# What can I do to get my older angel to stop chasing my new one?



## Kirsten Soules (Dec 26, 2010)

I just bought two new angelfish about 3 hours ago and put them in my 56 gallon tank with my older one. At first they were fine with my older one but then one of new ones started to nip at her fins. I took him out and put him in my empty 20 gallon so she wouldn't stress out. But now that I took out my nipping young one my other one is following my older one around and she doesn't really seem to like it so she'll chase him away. What so I do?


----------



## tanker (Mar 13, 2010)

Until someone more knowledgable comes along....

Angelfish are territorial. Your existing fish probably thinks the tank is his and the newcomers are challenging him for territory. If you look at the fish profile it recommends a group of 4/5. I know from reading about female betta groups that if you have a bigger group, aggression is shared/diffused. Do you have room in your tank for another? (Get it from the same tank your new ones came from).

Have you got lots of plants and caves in your tank so that the fish can define "their" bit of territory. If not, maybe put some more in. 
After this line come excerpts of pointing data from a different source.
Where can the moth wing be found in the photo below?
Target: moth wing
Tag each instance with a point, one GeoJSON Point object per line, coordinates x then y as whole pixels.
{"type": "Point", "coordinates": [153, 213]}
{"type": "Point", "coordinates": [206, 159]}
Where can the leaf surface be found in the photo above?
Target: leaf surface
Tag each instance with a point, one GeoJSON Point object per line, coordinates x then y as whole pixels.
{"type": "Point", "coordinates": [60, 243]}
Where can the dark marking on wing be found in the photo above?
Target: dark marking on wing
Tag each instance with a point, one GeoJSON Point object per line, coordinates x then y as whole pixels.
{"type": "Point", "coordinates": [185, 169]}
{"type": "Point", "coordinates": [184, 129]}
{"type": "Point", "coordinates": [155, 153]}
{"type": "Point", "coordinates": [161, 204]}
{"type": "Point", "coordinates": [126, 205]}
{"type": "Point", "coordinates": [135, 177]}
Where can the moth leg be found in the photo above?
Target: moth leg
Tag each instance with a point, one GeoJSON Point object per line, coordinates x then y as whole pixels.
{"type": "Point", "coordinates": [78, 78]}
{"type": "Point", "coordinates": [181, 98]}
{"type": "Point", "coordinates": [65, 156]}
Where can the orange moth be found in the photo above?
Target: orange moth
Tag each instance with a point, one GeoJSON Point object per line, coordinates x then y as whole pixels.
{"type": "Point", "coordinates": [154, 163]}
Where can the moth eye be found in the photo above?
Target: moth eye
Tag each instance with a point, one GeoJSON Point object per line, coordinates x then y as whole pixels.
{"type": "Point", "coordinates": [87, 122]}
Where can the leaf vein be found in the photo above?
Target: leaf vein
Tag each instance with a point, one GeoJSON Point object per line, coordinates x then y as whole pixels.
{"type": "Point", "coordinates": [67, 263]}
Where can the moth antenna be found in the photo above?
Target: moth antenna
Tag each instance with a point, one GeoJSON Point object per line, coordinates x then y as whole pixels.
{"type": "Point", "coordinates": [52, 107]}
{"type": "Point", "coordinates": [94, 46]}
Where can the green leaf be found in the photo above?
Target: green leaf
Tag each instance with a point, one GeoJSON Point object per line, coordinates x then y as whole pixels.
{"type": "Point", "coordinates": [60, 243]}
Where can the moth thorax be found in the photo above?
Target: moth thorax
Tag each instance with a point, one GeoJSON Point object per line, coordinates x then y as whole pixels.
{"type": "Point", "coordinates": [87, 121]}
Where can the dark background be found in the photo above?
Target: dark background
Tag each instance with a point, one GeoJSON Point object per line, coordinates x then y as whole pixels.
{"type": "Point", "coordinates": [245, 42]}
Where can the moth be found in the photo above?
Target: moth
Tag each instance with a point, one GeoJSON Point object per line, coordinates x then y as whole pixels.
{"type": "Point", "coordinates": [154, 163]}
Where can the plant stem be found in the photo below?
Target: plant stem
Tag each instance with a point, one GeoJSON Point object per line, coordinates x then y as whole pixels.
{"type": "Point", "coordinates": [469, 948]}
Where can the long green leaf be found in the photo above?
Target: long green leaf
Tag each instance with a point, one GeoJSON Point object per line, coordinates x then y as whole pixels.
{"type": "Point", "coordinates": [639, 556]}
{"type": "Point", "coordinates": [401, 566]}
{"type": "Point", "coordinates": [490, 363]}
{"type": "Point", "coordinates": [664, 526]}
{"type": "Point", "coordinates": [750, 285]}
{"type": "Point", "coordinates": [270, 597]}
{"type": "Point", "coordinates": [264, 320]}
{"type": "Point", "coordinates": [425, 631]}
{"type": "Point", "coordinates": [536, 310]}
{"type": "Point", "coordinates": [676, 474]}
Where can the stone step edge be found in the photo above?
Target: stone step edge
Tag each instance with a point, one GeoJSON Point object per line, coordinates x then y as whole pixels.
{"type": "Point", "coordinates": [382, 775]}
I'd take out all of your fish and put them all back in at the same time. Maybe move some tank decorations around so that your existing angel doesn't recognize "his" territory and try to defend it. 
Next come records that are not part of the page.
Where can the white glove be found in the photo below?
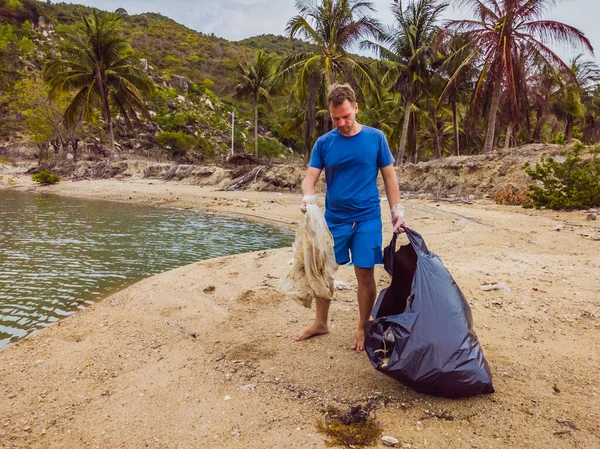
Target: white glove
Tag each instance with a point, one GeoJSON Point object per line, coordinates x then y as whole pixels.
{"type": "Point", "coordinates": [397, 217]}
{"type": "Point", "coordinates": [306, 200]}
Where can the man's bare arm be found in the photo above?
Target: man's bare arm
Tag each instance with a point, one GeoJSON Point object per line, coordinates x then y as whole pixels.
{"type": "Point", "coordinates": [310, 181]}
{"type": "Point", "coordinates": [392, 192]}
{"type": "Point", "coordinates": [390, 181]}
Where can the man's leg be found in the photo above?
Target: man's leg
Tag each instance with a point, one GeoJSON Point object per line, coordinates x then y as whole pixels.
{"type": "Point", "coordinates": [341, 234]}
{"type": "Point", "coordinates": [367, 292]}
{"type": "Point", "coordinates": [319, 327]}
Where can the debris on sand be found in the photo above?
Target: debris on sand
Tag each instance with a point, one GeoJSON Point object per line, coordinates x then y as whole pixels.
{"type": "Point", "coordinates": [356, 427]}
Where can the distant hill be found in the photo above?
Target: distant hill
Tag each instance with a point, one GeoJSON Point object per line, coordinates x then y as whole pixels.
{"type": "Point", "coordinates": [172, 48]}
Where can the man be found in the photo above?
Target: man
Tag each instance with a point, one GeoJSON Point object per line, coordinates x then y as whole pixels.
{"type": "Point", "coordinates": [352, 154]}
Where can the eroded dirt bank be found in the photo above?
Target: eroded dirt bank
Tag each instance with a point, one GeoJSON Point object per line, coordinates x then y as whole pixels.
{"type": "Point", "coordinates": [201, 356]}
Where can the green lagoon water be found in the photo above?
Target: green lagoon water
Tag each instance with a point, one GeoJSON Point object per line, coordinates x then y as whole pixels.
{"type": "Point", "coordinates": [58, 254]}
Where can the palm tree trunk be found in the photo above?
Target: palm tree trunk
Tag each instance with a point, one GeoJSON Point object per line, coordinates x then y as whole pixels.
{"type": "Point", "coordinates": [256, 129]}
{"type": "Point", "coordinates": [509, 133]}
{"type": "Point", "coordinates": [455, 125]}
{"type": "Point", "coordinates": [105, 109]}
{"type": "Point", "coordinates": [438, 145]}
{"type": "Point", "coordinates": [569, 127]}
{"type": "Point", "coordinates": [489, 137]}
{"type": "Point", "coordinates": [402, 148]}
{"type": "Point", "coordinates": [309, 117]}
{"type": "Point", "coordinates": [538, 126]}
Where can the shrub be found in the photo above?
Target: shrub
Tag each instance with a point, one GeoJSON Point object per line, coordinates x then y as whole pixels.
{"type": "Point", "coordinates": [572, 184]}
{"type": "Point", "coordinates": [177, 142]}
{"type": "Point", "coordinates": [45, 177]}
{"type": "Point", "coordinates": [270, 147]}
{"type": "Point", "coordinates": [559, 139]}
{"type": "Point", "coordinates": [576, 133]}
{"type": "Point", "coordinates": [512, 196]}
I'm no expert and have never dealt with this directly, so if someone who knows better tells you I'm wrong, listen to them...

At the moment, I would definitely separate the 2 who are having issues. If they feel strongly enough about it, they could kill each other. If you haven't got another spare tank, pop up to the shops and get some breeding boxes or nets to put them in separately. If you've got a big enough net, you can temporarily use it to put a fish in and balance the handle on the top of the tank with the lid down to hold it in place until you get something better.


----------



## Kirsten Soules (Dec 26, 2010)

Well this is my tank. I've never actually really had a problem with my older angels when I had them but then again I also made sure they were around the same size. When I first got the new angels I moved the decor so I could fit the root, I guess it could be called. I bought two thinking that it would be a good thing, but I had gotten one that had been abused by the others and it decided to act out so I moved him into my empty 20 gallon. But the other one seems to be in a well hidding spot. Should I add more plants?


----------



## amazon21 (Jun 28, 2010)

tanker said:


> Until someone more knowledgable comes along....
> 
> Angelfish are territorial. Your existing fish probably thinks the tank is his and the newcomers are challenging him for territory. If you look at the fish profile it recommends a group of 4/5. I know from reading about female betta groups that if you have a bigger group, aggression is shared/diffused. Do you have room in your tank for another? (Get it from the same tank your new ones came from).
> 
> ...


Like he mentioned Angelfish are very territorial and there are many instances where new angelfish introduced to the aquarium are harassed by the older one or vice versa. It is ideal that you try and get all your angelfish at the same time


----------



## tanker (Mar 13, 2010)

I'd definitely add more plants, lots more plants. I'd throw in some floating plants. It'll filter the light and give the fish somewhere to hide. Also more on the substrate. Can you find some taller artificial plants, or have you considered planting something live? Also, I'd get some big caves or somewhere else for the angels to hide. The little treasure chest is too small for them to go in, isn't it? If I had three territorial fish, I'd be looking to create three areas for each to claim one area. So, (at least) three "houses" with plants dividing them.


----------



## Kirsten Soules (Dec 26, 2010)

Well the treasure chest and cannon are stuff from the 20 gallon which the older angel, the glofish and the chinese algea eater originally moved from about 3 days ago. The white angel is the only new one in there because he found that he could hide in the plants behind the treasure chest and the other new one my aunt took for her fish tank since he kept nipping my older angel's fins. I'm going back to town today so I'll get some more things for my angels to hide in. Thank you very much for the help =)


----------